The big picture: Fuzzy string matching

An overview over fuzzy string matching problems and solutions. After reading this article you will know in which situations fuzzy string matching can be helpful, and know variations like fuzzy deduplication and record linkage.

Author

Affiliation

Richard Vogg

Published

March 17, 2021

DOI

Structuring thoughts

I started drawing a map with draw.io to show the structure of the ideas I want to write about. I want to keep this post on a conceptual level with examples. I plan to write about useful packages and how to use R to work with fuzzy string matching in future posts.

This map will serve as an outline for the post.

When to use fuzzy string matching

Data Analysts and Data Scientists know how to work with different types of variables. Knowing if a variable is numeric, a (categorical) factor or a boolean is important for preprocessing, visualization and modeling. Fuzzy string matching is helpful when working with text input, specifically imperfect text input.

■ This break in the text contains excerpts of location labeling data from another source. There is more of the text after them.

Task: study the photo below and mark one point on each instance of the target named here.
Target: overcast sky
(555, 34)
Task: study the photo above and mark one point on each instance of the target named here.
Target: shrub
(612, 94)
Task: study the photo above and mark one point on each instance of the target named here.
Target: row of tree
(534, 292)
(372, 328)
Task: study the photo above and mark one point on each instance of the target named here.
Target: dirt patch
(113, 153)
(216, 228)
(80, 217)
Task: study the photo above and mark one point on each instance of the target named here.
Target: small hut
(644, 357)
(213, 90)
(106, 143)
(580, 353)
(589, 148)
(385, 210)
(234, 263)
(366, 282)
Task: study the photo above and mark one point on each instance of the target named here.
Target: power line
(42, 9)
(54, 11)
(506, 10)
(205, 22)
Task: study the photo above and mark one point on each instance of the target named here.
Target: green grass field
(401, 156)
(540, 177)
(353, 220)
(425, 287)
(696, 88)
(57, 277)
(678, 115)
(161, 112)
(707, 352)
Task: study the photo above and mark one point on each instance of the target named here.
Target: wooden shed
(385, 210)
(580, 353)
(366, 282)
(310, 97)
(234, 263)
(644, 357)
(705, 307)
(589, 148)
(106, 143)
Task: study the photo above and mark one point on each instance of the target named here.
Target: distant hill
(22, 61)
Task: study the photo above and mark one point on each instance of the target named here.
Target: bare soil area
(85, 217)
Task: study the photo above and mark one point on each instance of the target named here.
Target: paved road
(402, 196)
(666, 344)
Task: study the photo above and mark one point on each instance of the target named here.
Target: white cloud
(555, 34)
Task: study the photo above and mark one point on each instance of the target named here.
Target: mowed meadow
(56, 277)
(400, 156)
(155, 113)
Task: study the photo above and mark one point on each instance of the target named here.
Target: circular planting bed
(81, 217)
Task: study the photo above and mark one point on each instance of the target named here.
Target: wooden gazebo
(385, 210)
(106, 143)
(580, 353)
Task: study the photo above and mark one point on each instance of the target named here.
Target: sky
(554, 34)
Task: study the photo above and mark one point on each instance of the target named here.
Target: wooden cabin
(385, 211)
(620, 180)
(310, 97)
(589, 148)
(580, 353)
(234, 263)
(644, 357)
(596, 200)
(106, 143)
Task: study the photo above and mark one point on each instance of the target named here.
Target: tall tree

In general, I would distiguish two different types of imperfection in the text variable.

The data was typed in manually by a human (or many humans)
- responses from forms or surveys
- data that was typed by hand into an Excel/text file
The data comes from different sources or has several possible alternative names
- country names: United States vs United States of America
- addresses: Main Street 123 vs 123 Main Street
- product descriptions: iPhone vs Apple iPhone

The problem with imperfection in text data is that analysis is not easily possible:

If we are dealing with handtyped company names, we do not even receive a reliable answer when asking: “How many records do we have from company xyz?” (check this blogpost)
We will see unfair rankings, because some records are not counted, like in this TidyTuesday example.

We will have problems joining to other data sources, as described in this blogpost.

Imperfect strings - how to find the “perfect” version

When we have a list of imperfect strings, there are two possibilities how to match them to their “perfect” counterparts.

Either we have a list of correct names. This could be a dictionary, a list of official company names (like the S&P 500), or a file which contains further information for every country.
Or we want the data to find the correct names by itself. In this case we would need some criterion which names are more likely to be “correct” (e.g. word frequency). This is often called fuzzy deduplication.

Cleaning

Many differences can already be removed by cleaning the data. This could be:

converting all strings to lower case letters.
removing leading and trailing white spaces - or maybe even removing all whitespaces.
removing punctuation and control characters (%,&,$,-)
removing some words (more about this in the section “The ignore list”)
turning extended characters to their basic form (e.g. ö to o, ñ to n).
using string fingerprints (described for example here).

The string comparison - the core of fuzzy string matching

After all the initial steps, it comes down to the core of the matching algorithm. We take two words (either one from the imperfect list and one from the perfect list, or we compare words from the imperfect list in a pairwise manner) and compare them.

We want to put a numerical value to the similarity of two strings (or alternatively to the distance, which is the opposite).

Intuitively, we “know” or “feel” that the strings baseball and basketball are rather similar and that breakfast and hello are not very similar.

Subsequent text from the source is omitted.